A cornerstone of late-Victorian weird fiction, The Beetle was published in 1897 -- the same year as Dracula -- and outsold Stoker's soon-to-be classic by six to one. Wintry, troubling, and best read alone in a room with a quietly ticking clock, The Beetle's opening chapters are among the creepiest in the genre. (It comes as no surprise to discover that Marsh was the grandfather of Robert Aickman, master of the 'strange tale'.)

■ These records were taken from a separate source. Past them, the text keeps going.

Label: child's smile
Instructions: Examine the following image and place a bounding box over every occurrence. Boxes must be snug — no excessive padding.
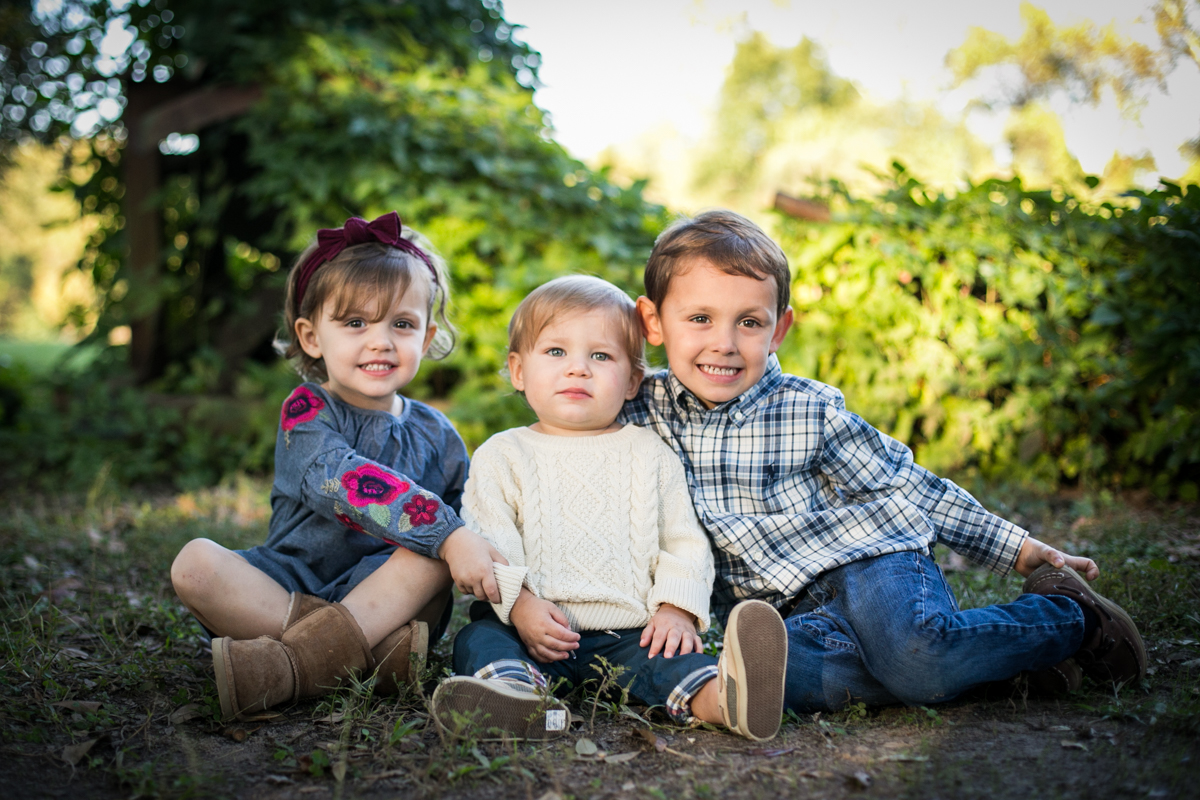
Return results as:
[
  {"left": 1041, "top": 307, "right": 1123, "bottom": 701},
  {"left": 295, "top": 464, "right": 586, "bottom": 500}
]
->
[
  {"left": 637, "top": 259, "right": 792, "bottom": 408},
  {"left": 296, "top": 282, "right": 437, "bottom": 411}
]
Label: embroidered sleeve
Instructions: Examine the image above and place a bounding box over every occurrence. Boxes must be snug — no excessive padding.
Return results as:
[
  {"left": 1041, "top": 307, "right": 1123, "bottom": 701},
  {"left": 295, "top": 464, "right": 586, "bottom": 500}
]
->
[{"left": 275, "top": 386, "right": 462, "bottom": 558}]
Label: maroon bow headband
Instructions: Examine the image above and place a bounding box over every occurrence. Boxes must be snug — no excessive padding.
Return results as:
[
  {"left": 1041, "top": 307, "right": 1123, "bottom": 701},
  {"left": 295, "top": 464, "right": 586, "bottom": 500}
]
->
[{"left": 296, "top": 211, "right": 438, "bottom": 313}]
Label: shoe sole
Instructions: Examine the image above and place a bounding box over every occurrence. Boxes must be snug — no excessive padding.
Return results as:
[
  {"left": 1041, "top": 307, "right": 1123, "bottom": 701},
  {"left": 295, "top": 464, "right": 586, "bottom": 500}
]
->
[
  {"left": 433, "top": 676, "right": 569, "bottom": 740},
  {"left": 724, "top": 600, "right": 787, "bottom": 741},
  {"left": 212, "top": 637, "right": 234, "bottom": 720},
  {"left": 1021, "top": 564, "right": 1147, "bottom": 680}
]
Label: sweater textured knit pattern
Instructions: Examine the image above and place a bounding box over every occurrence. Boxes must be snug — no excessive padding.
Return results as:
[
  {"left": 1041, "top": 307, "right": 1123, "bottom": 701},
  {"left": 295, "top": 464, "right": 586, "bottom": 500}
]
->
[{"left": 463, "top": 426, "right": 714, "bottom": 631}]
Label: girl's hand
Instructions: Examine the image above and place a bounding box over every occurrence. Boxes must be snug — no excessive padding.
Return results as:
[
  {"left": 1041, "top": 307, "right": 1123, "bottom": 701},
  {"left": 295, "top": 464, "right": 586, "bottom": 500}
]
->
[
  {"left": 438, "top": 528, "right": 509, "bottom": 603},
  {"left": 1014, "top": 536, "right": 1100, "bottom": 581},
  {"left": 641, "top": 603, "right": 704, "bottom": 658},
  {"left": 509, "top": 587, "right": 580, "bottom": 663}
]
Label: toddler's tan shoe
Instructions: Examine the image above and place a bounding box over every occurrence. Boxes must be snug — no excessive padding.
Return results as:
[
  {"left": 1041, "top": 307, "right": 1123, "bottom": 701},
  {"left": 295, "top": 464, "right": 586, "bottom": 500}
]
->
[
  {"left": 716, "top": 600, "right": 787, "bottom": 741},
  {"left": 433, "top": 675, "right": 570, "bottom": 740}
]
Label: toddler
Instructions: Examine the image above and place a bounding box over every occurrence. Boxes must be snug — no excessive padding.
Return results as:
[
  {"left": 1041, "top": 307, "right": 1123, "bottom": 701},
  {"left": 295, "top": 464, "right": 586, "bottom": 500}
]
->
[{"left": 433, "top": 276, "right": 787, "bottom": 739}]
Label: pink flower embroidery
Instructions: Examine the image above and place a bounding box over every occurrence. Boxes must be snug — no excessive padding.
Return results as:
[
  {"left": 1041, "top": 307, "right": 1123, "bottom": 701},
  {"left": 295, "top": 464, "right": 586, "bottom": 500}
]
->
[
  {"left": 342, "top": 464, "right": 408, "bottom": 507},
  {"left": 404, "top": 494, "right": 439, "bottom": 528},
  {"left": 334, "top": 513, "right": 367, "bottom": 534},
  {"left": 280, "top": 386, "right": 325, "bottom": 431}
]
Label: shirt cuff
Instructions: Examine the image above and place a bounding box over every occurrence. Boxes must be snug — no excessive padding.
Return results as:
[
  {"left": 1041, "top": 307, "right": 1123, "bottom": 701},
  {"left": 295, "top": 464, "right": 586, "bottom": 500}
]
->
[
  {"left": 646, "top": 578, "right": 712, "bottom": 633},
  {"left": 492, "top": 561, "right": 529, "bottom": 625}
]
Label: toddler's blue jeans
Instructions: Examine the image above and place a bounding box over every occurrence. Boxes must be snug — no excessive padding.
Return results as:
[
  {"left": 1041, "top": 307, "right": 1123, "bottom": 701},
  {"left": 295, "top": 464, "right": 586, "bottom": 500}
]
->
[
  {"left": 454, "top": 603, "right": 716, "bottom": 722},
  {"left": 784, "top": 553, "right": 1084, "bottom": 712}
]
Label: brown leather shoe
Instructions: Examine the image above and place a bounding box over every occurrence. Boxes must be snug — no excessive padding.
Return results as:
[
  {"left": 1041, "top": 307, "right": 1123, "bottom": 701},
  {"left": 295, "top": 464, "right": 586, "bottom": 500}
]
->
[
  {"left": 1022, "top": 564, "right": 1146, "bottom": 684},
  {"left": 212, "top": 603, "right": 374, "bottom": 720}
]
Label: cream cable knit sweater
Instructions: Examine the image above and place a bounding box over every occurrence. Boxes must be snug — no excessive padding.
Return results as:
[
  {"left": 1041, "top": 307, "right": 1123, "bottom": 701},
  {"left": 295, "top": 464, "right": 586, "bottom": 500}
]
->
[{"left": 462, "top": 425, "right": 714, "bottom": 631}]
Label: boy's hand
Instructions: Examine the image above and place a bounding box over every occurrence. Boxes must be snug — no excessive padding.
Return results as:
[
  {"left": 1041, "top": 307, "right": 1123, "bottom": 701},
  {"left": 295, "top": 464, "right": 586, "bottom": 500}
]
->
[
  {"left": 438, "top": 528, "right": 509, "bottom": 603},
  {"left": 1014, "top": 536, "right": 1100, "bottom": 581},
  {"left": 509, "top": 587, "right": 580, "bottom": 663},
  {"left": 640, "top": 603, "right": 704, "bottom": 658}
]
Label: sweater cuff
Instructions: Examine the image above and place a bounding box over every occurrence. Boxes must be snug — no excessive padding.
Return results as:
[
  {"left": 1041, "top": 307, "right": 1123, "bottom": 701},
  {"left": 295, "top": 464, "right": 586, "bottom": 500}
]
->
[
  {"left": 646, "top": 578, "right": 710, "bottom": 633},
  {"left": 491, "top": 561, "right": 529, "bottom": 625}
]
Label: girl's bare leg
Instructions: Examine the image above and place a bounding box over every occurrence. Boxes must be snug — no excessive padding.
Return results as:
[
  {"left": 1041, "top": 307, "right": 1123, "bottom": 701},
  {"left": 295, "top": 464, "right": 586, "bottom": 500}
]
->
[
  {"left": 170, "top": 539, "right": 289, "bottom": 639},
  {"left": 342, "top": 548, "right": 450, "bottom": 648}
]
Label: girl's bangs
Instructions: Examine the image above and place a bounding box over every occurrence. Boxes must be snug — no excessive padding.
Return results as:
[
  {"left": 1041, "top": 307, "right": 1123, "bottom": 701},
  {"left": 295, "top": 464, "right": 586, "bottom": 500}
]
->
[{"left": 325, "top": 258, "right": 412, "bottom": 323}]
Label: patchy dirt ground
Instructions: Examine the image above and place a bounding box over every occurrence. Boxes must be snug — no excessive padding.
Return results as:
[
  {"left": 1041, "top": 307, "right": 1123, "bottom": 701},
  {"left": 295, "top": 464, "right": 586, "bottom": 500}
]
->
[
  {"left": 0, "top": 486, "right": 1200, "bottom": 800},
  {"left": 0, "top": 691, "right": 1200, "bottom": 800}
]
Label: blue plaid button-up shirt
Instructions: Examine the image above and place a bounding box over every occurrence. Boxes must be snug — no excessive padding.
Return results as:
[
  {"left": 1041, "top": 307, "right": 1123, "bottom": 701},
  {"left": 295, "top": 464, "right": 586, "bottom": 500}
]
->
[{"left": 622, "top": 356, "right": 1027, "bottom": 621}]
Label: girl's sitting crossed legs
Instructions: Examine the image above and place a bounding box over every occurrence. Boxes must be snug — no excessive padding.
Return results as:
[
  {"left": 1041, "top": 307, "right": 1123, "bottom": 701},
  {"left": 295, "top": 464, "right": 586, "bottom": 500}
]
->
[{"left": 170, "top": 212, "right": 500, "bottom": 717}]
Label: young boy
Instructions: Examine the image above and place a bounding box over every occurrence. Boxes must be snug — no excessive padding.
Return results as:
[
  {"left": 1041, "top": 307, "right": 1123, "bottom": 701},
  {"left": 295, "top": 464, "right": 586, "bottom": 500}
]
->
[
  {"left": 620, "top": 211, "right": 1146, "bottom": 711},
  {"left": 433, "top": 276, "right": 787, "bottom": 739}
]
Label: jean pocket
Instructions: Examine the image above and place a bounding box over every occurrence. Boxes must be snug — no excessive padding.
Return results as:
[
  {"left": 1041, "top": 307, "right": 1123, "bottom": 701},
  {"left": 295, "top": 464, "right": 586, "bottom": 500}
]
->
[{"left": 787, "top": 614, "right": 858, "bottom": 652}]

Bad news: The Beetle is out of print. Good news: The London Library has copies. Get one now. NOW!
Charles Saumarez Smith
Jonathan Keates recommended that I should read Patrick McGuiness's Ghost Stations: Essays and Branchlines (CB editions, 2025). It is perfect Christmas reading - thoughtful, reflective, full of ideas and so beautifully written. Then, I am pleased that Duncan Robinson's Mellon lectures, Pen and Pencil: Visual and Literary Culture in Georgian England have been handsomely published by Pallas Athene. I read the typescript and now look forward to reading the published version. If you want to understand the battles over social housing in the late 1960s, I strongly recommend Holly Smith, Up in the Air: A History of High-Rise Britain, an investigation of what the residents thought of tower blocks when they were first built; a longer read, but still rewarding are the essays in Simon Gunn, Peter Mandler and Otto Saumarez Smith (eds.), The Modern British City 1945-2000 (Lund Humphries, 2025).